Egypt: If the state is concerned about its image during the UPR, it should focus on preventing human rights violations rather than preventing violations from being exposed

In Egypt /Road Map Program, Statements and Position Papers by CIHRS

CIHRS Egypt director Mohamed Zaree files request to public prosecutor to attend UPR

Mohamed Zaree, director of the Egypt Program at the Cairo Institute for Human Rights Studies (CIHRS) and banned from travel by the Egyptian government since 2016, filed a request  on November 7th with the public prosecutor and the Cairo Appeals Court to travel, for one time, to Geneva to participate in the UN Universal Periodic Review (UPR) of Egypt’s human rights record this month. Zaree has yet to receive a response to his request.

“The UPR is an important instrument for improving the human rights situation in the country…. The state must permit independent rights defenders critical of Egypt’s human rights record to travel,” Zaree said. “That is, if the state wants to constructively engage with the UPR, rather than attending the session and going back to violating human rights as if nothing happened.”

Regrettably, Egypt under the helm of President Abdel Fattah al-Sisi has no record of engaging constructively in any international human rights mechanism. Quite the opposite, over the last five years the Egypt has engaged in intimidation and reprisals against independent human rights defenders who cooperate with UN instruments. Most recently, rights defender Mohamed al-Baqer was detained for submitting a report to the UPR on Egypt’s violations of the rights of Nubians.

Mohamed Zaree himself has faced reprisals from the Egyptian state for cooperating the UPR. A year after being banned from travel in May 2016 by Hisham Abdel Meguid, the judge in case no. 173 of 2011 (known as the Foreign Funding Case), Zaree was summoned for questioning on charges of receiving funds from foreign bodies with the purpose of spreading false news in order to threaten state security.   The CIHRS report submitted for Egypt’s second UPR in 2014, to which Zaree contributed, was among the items cited by the judge as “evidence” of the charges. He was released on LE30,000 bail. Most recently, Zaree’s personal assets were frozen by the tax authority a few months ago.  Although he filed an appeal of the measure, no hearing has yet been scheduled to consider it.

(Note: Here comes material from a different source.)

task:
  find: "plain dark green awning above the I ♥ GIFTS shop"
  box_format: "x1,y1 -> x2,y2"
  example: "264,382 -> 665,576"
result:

In July 2019, Mohamed Zaree and other human rights defenders filed a challenge to the travel ban orders before the South Cairo Criminal Court, 15th circuit of the same court that acquitted 43 staff members of American and German organizations in the first part of case no. 173 of 2011 on foreign funding. Although the same circuit quickly issued a judgment in the first part of the case (dealing with foreign or international organizations) and acquitted the defendants after two hearings in over just three months, it has yet to take meaningful action in the second part of the case (dealing with Egyptian organizations), with the court repeatedly adjourning the appeal of the travel bans against Egyptian rights defenders for lengthy periods between every hearing. For foreigners such cases are quickly adjudicated, but for Egyptians citizens the process is protracted interminably, with no end in sight.  The next hearing is scheduled for 17 November.

The travel bans and asset freezes are part of a wider, unprecedented offensive against independent human rights groups by the Egyptian state under President Abdel Fattah al-Sisi. Some organizations have shut down, either by state decree or because of asset freezes. This crackdown, however, “will not silence” human rights defenders, Zaree said:

“No matter what the state does to impede the work of defenders—even if it shuts down all human rights organizations in the country—its human rights abuses speak for themselves and cannot be hidden. If the state is concerned about its international image, it should respect human rights rather than repressing those who expose abuses.”